An Exception to His Rule(61)
‘Harriet?’ He removed his arm and put his fingers beneath her chin to turn her face to his. ‘What?’
Her eyes were wide but dark and very blue. ‘You said...’ she began quietly.
‘Forget what I said earlier,’ he ordered. ‘Have you never said or done something and almost immediately started to wonder why you did it?’ He didn’t wait for an answer. ‘Well, I have and that was one of them. Anyway, things have changed.’
‘Nothing’s changed,’ she denied.
‘There you go again,’ he drawled. ‘You kissed me once and were all set to walk away from me. Don’t tell me that modus operandi extends to making love to me as if—’ he paused, and looked deep into her eyes ‘—your soul depended on it, then walking away?’
Harriet breathed heavily with great frustration. ‘I don’t have a “modus operandi” I employ like that,’ she said through her teeth.
‘So why did you make love to me like that?’
She opened her mouth then gestured, annoyed. ‘I felt sorry for you—I felt sorry for me. It was so lonely and scary not knowing what had happened to Charlie; it was awful. That’s—’ she lifted her chin ‘—why I did it.’
‘There had to be more than that.’
Harriet moved restlessly then she sighed. ‘Yes. Of course. We obviously—’ she shrugged ‘—are attracted.’
‘Thank you,’ he said with considerable irony. ‘So why’s it such a bad idea? We both appeared,’ he said dryly, ‘to have forgotten our inhibitions and our hang-ups as well.’
Harriet acknowledged this with a tinge of colour mounting in her cheeks but she said, ‘Temporarily, yes, but you can’t spend your life in bed. And I get the feeling marriage can create a pressure cooker environment for those hang-ups if they’re still lingering.’
‘Don’t,’ he advised, ‘come the philosopher with me, Harriet Livingstone.’
She bristled. ‘Don’t be ridiculous! It’s only common sense.’
He grinned fleetingly. ‘OK. How about this, then? If you won’t marry me, would you consider a relationship? That should give our hang-ups the freedom to rattle in the breeze rather than build up all sorts of pressure.’
Harriet sat up. ‘No, I will not! And I’ll tell you why. You’ve got me on your conscience again, haven’t you? You couldn’t change so suddenly otherwise. Well, you don’t need to. I’ll be fine.’

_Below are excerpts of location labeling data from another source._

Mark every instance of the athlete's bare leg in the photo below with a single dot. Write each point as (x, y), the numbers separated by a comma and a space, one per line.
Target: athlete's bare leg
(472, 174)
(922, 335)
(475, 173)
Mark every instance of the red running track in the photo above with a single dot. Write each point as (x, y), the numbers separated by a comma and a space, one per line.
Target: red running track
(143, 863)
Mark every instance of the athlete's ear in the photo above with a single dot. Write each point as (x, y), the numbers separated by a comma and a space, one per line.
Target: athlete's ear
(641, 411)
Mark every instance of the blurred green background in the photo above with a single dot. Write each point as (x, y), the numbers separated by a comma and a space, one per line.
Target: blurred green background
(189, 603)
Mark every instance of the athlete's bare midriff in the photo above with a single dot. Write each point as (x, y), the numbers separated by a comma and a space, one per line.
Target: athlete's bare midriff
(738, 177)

He sat up, all trace of amusement gone. ‘Listen,’ he said harshly, ‘if I have got you on my conscience, I’ve got good reason. You came here to Heathcote obviously traumatised—I wouldn’t be surprised if you were traumatised the day you ran into me. You were as skinny as a rake—and all because some guy had passed you over for another girl—’
‘Not just another girl,’ Harriet threw in. ‘My best friend.’
Damien paused.
‘Someone I loved and trusted,’ she went on. ‘We met in our last year at school. I hadn’t made any close friends up until then because we moved around so much. That’s why I think she meant so much to me. Then Carol and I went to the same college and we did everything together. We backpacked around Europe. We did a working holiday on a cattle station; we did so much together.